Ah yes, the instant disclaimer. Sounds like Uncertainty and Doubt to me – maybe even Fear.
Still, your “prediction” is that the summer minimum will be near 2003 and 2006 – about 6 million sq km.
http://nsidc.org/data/seaice_index/images/daily_images/N_stddev_timeseries.png
You better hope you’re right about that 20.2 centimeters of ice thickness, because in September, I predict lots of grief for the “losers”.

David Gould
June 13, 2010 11:26 pm

It should be noted that the two predictions from PIOMAS (from different methods) of 4.7 million and 4.5 million are for *average* September ice extent, not minimum September ice extent.
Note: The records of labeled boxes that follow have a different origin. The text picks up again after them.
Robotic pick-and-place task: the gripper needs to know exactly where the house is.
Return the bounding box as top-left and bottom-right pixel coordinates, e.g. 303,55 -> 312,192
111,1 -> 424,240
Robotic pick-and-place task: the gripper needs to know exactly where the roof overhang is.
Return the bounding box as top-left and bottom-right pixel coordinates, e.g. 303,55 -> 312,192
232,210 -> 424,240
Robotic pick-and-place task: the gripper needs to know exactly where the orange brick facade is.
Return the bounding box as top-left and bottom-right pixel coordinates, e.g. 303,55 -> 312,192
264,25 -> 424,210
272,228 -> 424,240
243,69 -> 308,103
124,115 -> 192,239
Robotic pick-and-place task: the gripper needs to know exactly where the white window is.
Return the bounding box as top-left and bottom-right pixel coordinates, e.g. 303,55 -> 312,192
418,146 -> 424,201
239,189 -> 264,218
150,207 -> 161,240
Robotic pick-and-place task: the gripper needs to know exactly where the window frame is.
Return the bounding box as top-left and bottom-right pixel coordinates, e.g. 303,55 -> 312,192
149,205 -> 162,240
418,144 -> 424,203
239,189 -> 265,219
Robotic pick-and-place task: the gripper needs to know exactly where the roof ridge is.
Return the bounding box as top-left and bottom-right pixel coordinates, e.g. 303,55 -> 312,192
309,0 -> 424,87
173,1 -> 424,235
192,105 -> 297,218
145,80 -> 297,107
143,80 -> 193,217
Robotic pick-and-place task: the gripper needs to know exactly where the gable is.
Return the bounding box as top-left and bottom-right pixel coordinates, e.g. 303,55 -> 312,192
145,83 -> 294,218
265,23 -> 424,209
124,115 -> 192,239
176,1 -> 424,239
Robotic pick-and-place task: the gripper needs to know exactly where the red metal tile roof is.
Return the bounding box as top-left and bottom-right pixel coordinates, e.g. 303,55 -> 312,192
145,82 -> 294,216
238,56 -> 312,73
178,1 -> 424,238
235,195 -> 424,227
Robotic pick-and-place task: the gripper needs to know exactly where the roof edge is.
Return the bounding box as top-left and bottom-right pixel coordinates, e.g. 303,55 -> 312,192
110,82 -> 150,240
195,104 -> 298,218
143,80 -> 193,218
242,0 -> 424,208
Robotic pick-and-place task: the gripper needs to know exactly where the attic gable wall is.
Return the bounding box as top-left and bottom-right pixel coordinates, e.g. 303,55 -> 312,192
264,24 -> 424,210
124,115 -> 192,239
Thus in all likelihood they are predicting a record, or something very close to it, as the September minimum would be below the September average by somewhere around 250,000.
Still, the PIOMAS people, using their own data, are not predicting the record to be ‘smashed’, so it is difficult to understand why someone who accepted the PIOMAS model as being relatively accurate would need to do so.

GeoFlynx
June 14, 2010 8:10 am

Really? This was too much?
GeoFlynx says:
Your comment is awaiting moderation.
June 12, 2010 at 11:12 am
In your side by side comparison of Arctic sea ice from 06/09/1990 and 06/09/2010 you neglegted to mention that the later dated diagram includes historic snow cover data (in white) whereas the earlier photo does not (not white). This oversight gives the false impression, to the less informed, that there is much more “ice” in the 2010 cryosphere than there was in 2009. May I suggest that these diagrams be relabeled so that a misrepresentation does not occur?

Jon P
June 14, 2010 8:56 am

Phil. says:
June 13, 2010 at 9:15 pm
“That should be amusing,”
Yeah almost as amusing as your whining on another thread about accusations against your honest that only you see. I have some cheese for you.